The definitive book on the national shame that was the Warren Commission, and one of the best books I've read in the last decade. —Recommended by Jeff, City Lights Books
The Warren Commission's major conclusion was that Lee Harvey Oswald was the "lone assassin" of President John F. Kennedy. Gerald McKnight rebuts that view in a meticulous and devastating dissection of the Commission's work.
The President's Commission on the Assassination of President Kennedy was officially established by Executive Order to investigate and determine the facts surrounding JFK's murder. The Warren Commission, as it became known, produced 26 volumes of hearings and exhibits, more than 17,000 pages of testimony, and a 912-page report. Surely a definitive effort. Not at all, McKnight argues. The Warren Report itself, he contends, was little more than the capstone to a deceptive and shoddily improvised exercise in public relations designed to "prove" that Oswald had acted alone.
McKnight argues that the Commission's own documents and collected testimony--as well as thousands of other items it never saw, refused to see, or actively suppressed--reveal two conspiracies: the still very murky one surrounding the assassination itself and the official one that covered it up. The cover-up actually began, he reveals, within days of Kennedy's death, when President Johnson, FBI Director J. Edgar Hoover, and acting Attorney General Nicholas Katzenbach all agreed that any official investigation must reach only one conclusion: Oswald was the assassin.
While McKnight does not uncover any "smoking gun" that identifies the real conspirators, he nevertheless provides the strongest case yet that the Commission was wrong--and knew it. Oswald might have knowingly or unwittingly been involved, but the Commission's own evidence proves he could not have acted alone.
Based on more than a quarter-million pages of government documents and, for the first time ever, the 50,000 file cards in the Dallas FBI's "Special Index," McKnight's book must now be the starting point for future debate on the assassination.
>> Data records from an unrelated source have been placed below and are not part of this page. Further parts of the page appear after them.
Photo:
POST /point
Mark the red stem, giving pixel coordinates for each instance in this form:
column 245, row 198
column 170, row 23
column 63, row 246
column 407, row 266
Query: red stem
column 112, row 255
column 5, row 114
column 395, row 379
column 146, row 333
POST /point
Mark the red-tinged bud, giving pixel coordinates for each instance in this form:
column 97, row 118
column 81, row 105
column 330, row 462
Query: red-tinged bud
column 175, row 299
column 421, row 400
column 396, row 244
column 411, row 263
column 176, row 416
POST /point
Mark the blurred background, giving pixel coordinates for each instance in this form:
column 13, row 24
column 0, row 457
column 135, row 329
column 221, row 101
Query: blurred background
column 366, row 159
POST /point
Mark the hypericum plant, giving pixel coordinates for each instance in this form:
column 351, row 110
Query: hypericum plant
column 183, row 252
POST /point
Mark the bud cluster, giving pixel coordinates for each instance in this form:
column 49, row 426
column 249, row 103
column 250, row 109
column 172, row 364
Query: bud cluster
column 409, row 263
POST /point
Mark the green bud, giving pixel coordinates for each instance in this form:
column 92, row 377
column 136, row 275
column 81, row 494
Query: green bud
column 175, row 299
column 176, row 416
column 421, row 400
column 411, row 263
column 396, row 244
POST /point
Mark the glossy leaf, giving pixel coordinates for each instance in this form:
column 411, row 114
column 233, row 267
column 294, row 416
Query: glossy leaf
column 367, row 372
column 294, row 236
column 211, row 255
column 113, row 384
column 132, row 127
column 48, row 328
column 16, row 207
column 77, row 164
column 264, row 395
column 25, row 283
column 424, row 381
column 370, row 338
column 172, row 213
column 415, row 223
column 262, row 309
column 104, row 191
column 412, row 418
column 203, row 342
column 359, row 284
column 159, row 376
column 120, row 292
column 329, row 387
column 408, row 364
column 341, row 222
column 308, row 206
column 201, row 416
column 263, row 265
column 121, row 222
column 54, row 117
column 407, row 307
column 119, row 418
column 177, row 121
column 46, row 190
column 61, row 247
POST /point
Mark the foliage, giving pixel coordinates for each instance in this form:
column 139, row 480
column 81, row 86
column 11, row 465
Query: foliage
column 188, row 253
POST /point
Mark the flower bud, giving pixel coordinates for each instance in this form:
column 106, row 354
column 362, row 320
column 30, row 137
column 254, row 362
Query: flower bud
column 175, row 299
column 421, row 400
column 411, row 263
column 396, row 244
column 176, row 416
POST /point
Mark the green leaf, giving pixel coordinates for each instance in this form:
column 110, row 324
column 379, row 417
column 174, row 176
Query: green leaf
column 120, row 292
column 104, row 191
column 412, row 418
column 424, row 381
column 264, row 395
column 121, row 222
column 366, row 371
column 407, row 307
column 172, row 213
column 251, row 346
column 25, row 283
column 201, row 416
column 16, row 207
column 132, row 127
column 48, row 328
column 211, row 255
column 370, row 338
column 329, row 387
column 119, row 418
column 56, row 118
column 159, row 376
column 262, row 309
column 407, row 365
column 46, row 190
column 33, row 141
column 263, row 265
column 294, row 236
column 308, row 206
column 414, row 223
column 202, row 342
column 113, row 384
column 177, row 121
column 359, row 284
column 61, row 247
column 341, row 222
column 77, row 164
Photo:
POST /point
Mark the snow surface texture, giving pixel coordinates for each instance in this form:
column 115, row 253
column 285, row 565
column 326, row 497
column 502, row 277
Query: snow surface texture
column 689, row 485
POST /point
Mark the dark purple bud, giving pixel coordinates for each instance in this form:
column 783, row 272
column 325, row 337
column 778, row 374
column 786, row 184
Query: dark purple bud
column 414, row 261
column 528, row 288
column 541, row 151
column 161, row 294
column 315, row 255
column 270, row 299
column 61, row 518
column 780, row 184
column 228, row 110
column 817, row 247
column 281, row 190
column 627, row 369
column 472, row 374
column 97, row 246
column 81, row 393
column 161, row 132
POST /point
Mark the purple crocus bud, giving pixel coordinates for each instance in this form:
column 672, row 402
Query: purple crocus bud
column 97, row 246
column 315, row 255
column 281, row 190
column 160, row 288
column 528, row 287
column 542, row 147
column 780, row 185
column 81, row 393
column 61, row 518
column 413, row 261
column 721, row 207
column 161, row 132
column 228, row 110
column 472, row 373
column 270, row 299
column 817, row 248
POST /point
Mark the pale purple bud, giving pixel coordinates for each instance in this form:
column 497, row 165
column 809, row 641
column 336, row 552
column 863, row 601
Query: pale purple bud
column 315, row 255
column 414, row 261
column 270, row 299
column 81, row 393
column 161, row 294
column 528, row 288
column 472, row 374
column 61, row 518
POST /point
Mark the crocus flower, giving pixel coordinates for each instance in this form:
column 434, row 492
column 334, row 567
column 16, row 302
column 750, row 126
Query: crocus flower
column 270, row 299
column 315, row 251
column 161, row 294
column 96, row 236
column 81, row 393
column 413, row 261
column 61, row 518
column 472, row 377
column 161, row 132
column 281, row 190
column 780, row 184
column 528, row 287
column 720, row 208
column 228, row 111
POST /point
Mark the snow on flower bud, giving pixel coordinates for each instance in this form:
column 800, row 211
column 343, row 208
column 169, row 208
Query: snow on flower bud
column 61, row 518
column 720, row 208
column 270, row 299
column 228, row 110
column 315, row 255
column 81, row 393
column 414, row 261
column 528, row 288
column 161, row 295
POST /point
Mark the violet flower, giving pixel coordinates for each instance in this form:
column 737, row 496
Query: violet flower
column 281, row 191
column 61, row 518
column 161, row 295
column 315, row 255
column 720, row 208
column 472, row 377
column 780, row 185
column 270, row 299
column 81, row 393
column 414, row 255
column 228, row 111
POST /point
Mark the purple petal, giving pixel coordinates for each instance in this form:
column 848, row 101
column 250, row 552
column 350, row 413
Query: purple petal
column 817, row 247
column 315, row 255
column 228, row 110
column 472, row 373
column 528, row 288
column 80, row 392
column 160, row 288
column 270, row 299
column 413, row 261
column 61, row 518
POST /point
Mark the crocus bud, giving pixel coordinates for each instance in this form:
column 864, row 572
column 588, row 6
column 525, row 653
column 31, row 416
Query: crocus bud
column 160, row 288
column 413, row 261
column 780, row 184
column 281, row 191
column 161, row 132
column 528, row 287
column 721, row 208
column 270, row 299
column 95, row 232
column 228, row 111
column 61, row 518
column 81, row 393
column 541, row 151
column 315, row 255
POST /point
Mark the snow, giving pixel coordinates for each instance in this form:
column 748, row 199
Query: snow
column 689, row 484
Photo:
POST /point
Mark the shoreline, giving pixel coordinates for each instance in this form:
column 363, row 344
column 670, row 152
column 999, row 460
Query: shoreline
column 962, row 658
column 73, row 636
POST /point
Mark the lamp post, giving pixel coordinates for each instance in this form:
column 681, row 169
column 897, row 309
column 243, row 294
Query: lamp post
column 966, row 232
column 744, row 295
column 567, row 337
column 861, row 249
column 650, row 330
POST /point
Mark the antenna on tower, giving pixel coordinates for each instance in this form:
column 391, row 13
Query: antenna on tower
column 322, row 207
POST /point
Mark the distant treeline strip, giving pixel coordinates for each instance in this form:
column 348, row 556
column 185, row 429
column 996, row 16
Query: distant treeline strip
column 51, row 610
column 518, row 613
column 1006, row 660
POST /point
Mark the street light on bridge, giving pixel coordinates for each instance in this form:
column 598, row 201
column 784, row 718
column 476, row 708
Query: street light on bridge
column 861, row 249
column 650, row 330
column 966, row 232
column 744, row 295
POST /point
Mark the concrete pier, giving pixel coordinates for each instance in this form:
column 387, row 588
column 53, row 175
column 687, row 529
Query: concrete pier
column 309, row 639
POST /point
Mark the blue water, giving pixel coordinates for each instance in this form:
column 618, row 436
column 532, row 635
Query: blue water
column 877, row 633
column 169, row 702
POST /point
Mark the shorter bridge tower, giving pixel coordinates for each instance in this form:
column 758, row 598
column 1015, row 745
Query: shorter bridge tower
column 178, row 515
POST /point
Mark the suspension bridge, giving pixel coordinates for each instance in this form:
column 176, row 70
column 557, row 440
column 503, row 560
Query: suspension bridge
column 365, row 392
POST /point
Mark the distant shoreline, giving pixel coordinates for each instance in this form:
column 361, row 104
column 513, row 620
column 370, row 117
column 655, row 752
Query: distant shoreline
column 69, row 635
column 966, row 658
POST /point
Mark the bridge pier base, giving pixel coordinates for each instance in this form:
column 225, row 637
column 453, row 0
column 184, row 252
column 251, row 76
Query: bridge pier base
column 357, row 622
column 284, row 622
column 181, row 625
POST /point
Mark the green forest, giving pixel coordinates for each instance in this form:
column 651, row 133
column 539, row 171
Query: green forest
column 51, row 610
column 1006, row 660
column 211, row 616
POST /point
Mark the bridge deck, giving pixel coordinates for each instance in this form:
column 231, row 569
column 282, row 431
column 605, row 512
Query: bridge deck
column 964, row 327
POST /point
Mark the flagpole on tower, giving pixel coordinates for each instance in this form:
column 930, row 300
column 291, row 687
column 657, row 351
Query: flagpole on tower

Among the revelations in Breach of Trust:
Both CIA and FBI photo analysis of the Zapruder film concluded that the first shot could not have been fired from the sixth floor.
The Commission's evidence was never able to place Oswald at the "sniper's nest" on the sixth floor at the time of the shooting.
JFK's official death certificate, signed by his own White House physician and contradicting the Commission's account of Kennedy's wounds, was left out of the official record.
The dissenting views of the naval doctors who performed the autopsy and those of the government's best ballistic experts were kept out of the official report.
The Commission's tortuous "Single Bullet" or "Magic Bullet" theory is finally and convincingly dismantled.
Oswald was probably a low-level asset of the FBI or CIA or both.
Commission members Gerald Ford (for the FBI) and Allen Dulles (for the CIA) acted as informers regarding the Commission's proceedings.
The strong dissenting views of Commission member Senator Richard Russell (D-Georgia) were suppressed for years.